There is organizing and then there is kitchen organizing. And while the two equally involve thoughtful planning and strategy, the difference with kitchen organization is that it needs not only be practical, functional, aesthetically pleasing, but also make you an even better cook.
Belle English, our Test Kitchen Cook, believes that key kitchen organization should be tackled in the five following areas in your kitchen: Pantry, refrigerator and freezer, countertop; tools drawer; spice drawer (or rack). In addition to using a label maker to mark things or just old-fashioned masking tape and a Sharpie, here are some tips so you too can have the most organized kitchen ever.
Your Tools Drawer
A drawer organizer isn’t just for your utensils: Tools, which include work-horse items like wood spoons, spatulas, graters, peelers, and more, should be organized into slots by category. Think spats in one place, spoons in another, and peelers in yet another. This keeps them not only visually appealing when you open the drawer, but also makes things easy to put away and find them when you need them.
Belle’s favorite tools are rubbers spats of all sizes, and a fish spat, which can be used for so many things (not just fish!), a microplane for ginger and hot peppers; and a citrus squeezer.
Your Spice Drawer (Or Rack)
You may keep your spices in a traditional spice rack, which is totally fine. At the Test Kitchen, however, Belle prefers to store spices in a drawer. And while she’s not dogmatic about alphabetizing everything, when it comes to spices it’s a huge help. Another key tip? Plastic deli containers.
“They hold more and they’re flat so they stack easily. Plus, you can add a lot more spices than you can to a traditional spice jar,” she says.
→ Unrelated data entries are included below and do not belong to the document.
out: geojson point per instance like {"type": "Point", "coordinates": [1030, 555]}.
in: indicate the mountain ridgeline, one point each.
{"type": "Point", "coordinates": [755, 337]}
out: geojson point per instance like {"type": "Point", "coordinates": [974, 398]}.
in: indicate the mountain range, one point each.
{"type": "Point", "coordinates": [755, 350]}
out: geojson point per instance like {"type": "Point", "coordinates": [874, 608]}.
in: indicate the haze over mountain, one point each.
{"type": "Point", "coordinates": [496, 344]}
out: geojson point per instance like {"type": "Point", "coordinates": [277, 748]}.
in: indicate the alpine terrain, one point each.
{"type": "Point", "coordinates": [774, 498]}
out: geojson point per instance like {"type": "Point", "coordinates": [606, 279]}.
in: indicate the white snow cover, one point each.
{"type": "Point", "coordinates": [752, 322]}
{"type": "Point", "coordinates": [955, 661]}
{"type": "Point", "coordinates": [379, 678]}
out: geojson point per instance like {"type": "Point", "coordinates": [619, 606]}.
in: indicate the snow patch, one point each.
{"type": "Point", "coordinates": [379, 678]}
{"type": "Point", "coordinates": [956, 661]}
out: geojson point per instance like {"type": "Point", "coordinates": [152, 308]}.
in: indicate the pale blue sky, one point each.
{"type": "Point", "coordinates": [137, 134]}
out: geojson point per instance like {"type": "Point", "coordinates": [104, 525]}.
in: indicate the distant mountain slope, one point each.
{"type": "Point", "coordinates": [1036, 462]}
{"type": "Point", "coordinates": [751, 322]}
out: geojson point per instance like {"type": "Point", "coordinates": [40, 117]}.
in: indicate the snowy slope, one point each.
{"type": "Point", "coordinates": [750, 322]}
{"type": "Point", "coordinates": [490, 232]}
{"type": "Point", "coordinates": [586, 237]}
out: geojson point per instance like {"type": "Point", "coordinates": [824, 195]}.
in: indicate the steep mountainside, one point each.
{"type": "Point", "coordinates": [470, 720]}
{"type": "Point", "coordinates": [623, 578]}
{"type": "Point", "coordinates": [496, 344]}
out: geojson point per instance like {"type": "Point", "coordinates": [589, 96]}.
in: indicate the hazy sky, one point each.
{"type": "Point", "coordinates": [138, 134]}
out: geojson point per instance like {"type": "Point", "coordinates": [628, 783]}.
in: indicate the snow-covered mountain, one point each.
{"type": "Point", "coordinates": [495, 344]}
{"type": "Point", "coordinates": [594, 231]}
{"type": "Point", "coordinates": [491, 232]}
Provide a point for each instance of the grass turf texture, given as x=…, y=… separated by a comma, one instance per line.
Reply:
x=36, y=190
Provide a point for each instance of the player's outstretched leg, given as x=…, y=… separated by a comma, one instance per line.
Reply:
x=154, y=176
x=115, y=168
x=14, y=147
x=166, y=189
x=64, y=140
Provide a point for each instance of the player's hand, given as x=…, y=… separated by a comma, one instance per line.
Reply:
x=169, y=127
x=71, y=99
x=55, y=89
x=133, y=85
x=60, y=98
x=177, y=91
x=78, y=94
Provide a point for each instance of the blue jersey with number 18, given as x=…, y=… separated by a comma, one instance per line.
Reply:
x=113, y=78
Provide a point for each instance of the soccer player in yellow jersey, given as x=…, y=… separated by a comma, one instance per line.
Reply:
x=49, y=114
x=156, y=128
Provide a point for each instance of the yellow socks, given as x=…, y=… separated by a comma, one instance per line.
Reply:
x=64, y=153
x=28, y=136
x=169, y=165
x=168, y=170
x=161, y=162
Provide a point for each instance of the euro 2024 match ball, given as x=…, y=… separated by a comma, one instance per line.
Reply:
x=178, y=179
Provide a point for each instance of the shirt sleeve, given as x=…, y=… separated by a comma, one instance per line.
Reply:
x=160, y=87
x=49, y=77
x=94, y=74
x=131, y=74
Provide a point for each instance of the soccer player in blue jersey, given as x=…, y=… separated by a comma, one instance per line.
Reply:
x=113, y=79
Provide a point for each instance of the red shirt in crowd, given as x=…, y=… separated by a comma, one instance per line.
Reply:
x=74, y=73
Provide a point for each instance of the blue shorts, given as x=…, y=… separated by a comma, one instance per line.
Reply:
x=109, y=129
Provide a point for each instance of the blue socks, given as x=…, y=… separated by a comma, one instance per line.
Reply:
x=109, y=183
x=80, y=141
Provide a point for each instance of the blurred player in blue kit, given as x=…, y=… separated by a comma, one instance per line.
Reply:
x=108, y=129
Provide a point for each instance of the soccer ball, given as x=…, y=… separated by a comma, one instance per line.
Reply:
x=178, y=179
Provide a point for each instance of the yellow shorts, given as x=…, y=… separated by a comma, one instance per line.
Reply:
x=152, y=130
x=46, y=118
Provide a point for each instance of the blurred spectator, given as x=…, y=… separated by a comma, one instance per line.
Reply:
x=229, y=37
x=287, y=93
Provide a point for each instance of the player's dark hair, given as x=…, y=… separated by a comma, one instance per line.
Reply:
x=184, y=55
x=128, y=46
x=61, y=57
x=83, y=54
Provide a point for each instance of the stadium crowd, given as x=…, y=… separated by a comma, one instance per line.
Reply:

What are the essential spices to stock in your newly organized spice drawer? In addition to cinnamon, Belle swears by cumin, fennel seed, smoked paprika, chipotle powder, and Chinese 5 spice.
With dozens of recipes being tested every week, clean countertops are key in the Williams Sonoma Test Kitchen to maximize prep and cooking. For this reason, Belle suggests only keeping out what you need. She keeps squeeze bottles for oils, salt and chili flakes in glass dishes for easy access, and flour and sugar in clear glass jars.
“Don’t keep electrics, like blenders or Instant Pots, on your countertops. Just bring them out when you need them,” she says.
The key here is to make sure nothing in your pantry is too far out of reach (that’s an easy way to let it sit there until it expires) and, for the extra-calming look, be sure all labels face forward. To organize shelves, keep what you use the most front and center at eye level. For Belle, this includes oils, stocks, salts and peppers, and honey. Canned foods, which are generally heavy, are organized at the bottom, along with flours and sugars.
And while you don’t need to stock up on everything, Belle recommends stocking up on the items you use the most. Things like olive oil, salt, sugar, butter, and eggs.
Your Refrigerator and Freezer
The refrigerator can sometimes be the most challenging area to keep organized, simply because it’s a constantly changing environment. Embrace the change here and keep things simple. Keep eggs on the same shelf (or tray), and always utilize the drawers. Cheeses in one drawer and meat in the meat drawer and separate from everything else to avoid contamination. Greens and other vegetables of course go in the crisper drawer, but if you run out of space a produce saver bin can come in handy.
When it comes to condiments that are constantly getting cluttered, Belle says, “It is what it is. Just accept that it’s going to get a little messy.” Coralling all your condiments into one refrigerator storage bin is an easy way to calm the chaos. Her favorite go-to condiments are dijon mustard, fish sauce, and squeezable tomato sauce.
Same approach goes for your freezer, but here it’s good to label meals and expiration dates. And one tip that Belle swears by is keeping all your nuts in deli containers to prevent them from going rancid.